Director Kevin Tenney virtually steals Raimi’s ‘demon POV’ cam with long, sweeping forays through the house when the demons are unleashed.  There are 360° camera shots, clever camera tricks involving mirrors and shots from other innovative angles. He does well to use these shots as Hull House looks fantastic inside with a vast array of basements, staircases, corridors and rooms for the characters to fumble around in. Dimly lit and decidedly creepy, Hull House is the perfect setting for such a film and the camera makes excellent use of every dark nook and cranny, with demons popping up left, right and centre off-camera to startle the viewer. Tenney’s camera tricks and use of visuals to generate some suspense is highly skilled and if I’m being blunt, deserving of a more respectable film. Cheap scares they may be but they are effective at conveying the moody vibe.  However the film isn’t all about the cheap scares and flits between some serious scaring and outright joking around on occasion, with the uneven balance never really clicking in favour of either.

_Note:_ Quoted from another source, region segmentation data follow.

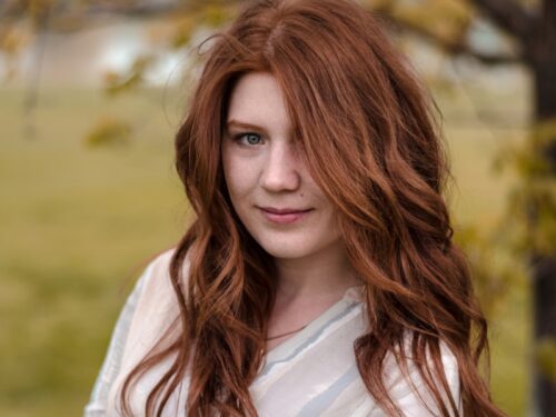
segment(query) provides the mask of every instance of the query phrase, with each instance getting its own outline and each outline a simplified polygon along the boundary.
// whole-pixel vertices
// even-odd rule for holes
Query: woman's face
[[[222,139],[234,208],[272,257],[318,256],[341,247],[334,210],[307,171],[275,77],[250,72],[236,85]]]

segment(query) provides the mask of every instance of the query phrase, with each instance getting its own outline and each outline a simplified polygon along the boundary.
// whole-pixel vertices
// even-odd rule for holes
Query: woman
[[[249,3],[176,138],[196,219],[139,279],[86,414],[500,416],[429,109],[356,3]]]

Night of the Demons doesn’t set out to break the mould though it’s happy to live up to genre expectations and so the gratuitous overindulgences which genre fans have come to love are on full display here. The gore and nudity is at the forefront of Night of the Demons charm and you won’t find too many better examples of 80s excess than here. The make-up effects are superb with hideous demon transformations, eyes being gouged out, tongues bitten off and, in the film’s coup-de-grace moment, a possessed teenager manages to make a tube of lipstick disappear into her exposed nipple. The practical nature of the special effects adds to their charm. The best non-gore special effects moment is reserved for Angela, the goth girl who gets possessed, as she floats down the halls and corridors of the house. It’s a weird, unnerving effect which adds to her supernatural aura.

The majority of the nudity is supplied by Scream Queen Linnea Quigley, who provides the breasts for the aforementioned lipstick moment (undeniably two of the reasons why Night of the Demons has become such a cult 80s classic for teenage boys). Cast-wise the film is near enough spot on. All of the performances are stuck in the 80s with their dated portrayals but like everything else, this adds into the charm. Cathy Podewell is Judy, the virginal girl who spends most of the film dressed as Alice in Wonderland. Podewell is unbelievably cute and emits a nice innocence about her, even if she is somewhat a little bland at times. Hal Havins as Stooge makes for an annoying and obnoxious loudmouth and the other actors fit firmly into their stock 80s teenage character roles: the preppy good guy, token black guy and so on). Amelia Kinkade is worth a mention as Angela, turning her into some Freddy Krueger-like puny-spouting horror figure who would return in the next two sequels.

 

Night of the Demons works perfectly well as what it sets itself out to be from the start – a campy low brow fright fest which relies heavily on genre staples to deliver constant mindless fun. Though it has dated somewhat with the 80s hairstyles, clothes, music and character stereotypes, Night of the Demons should be required viewing at Halloween parties.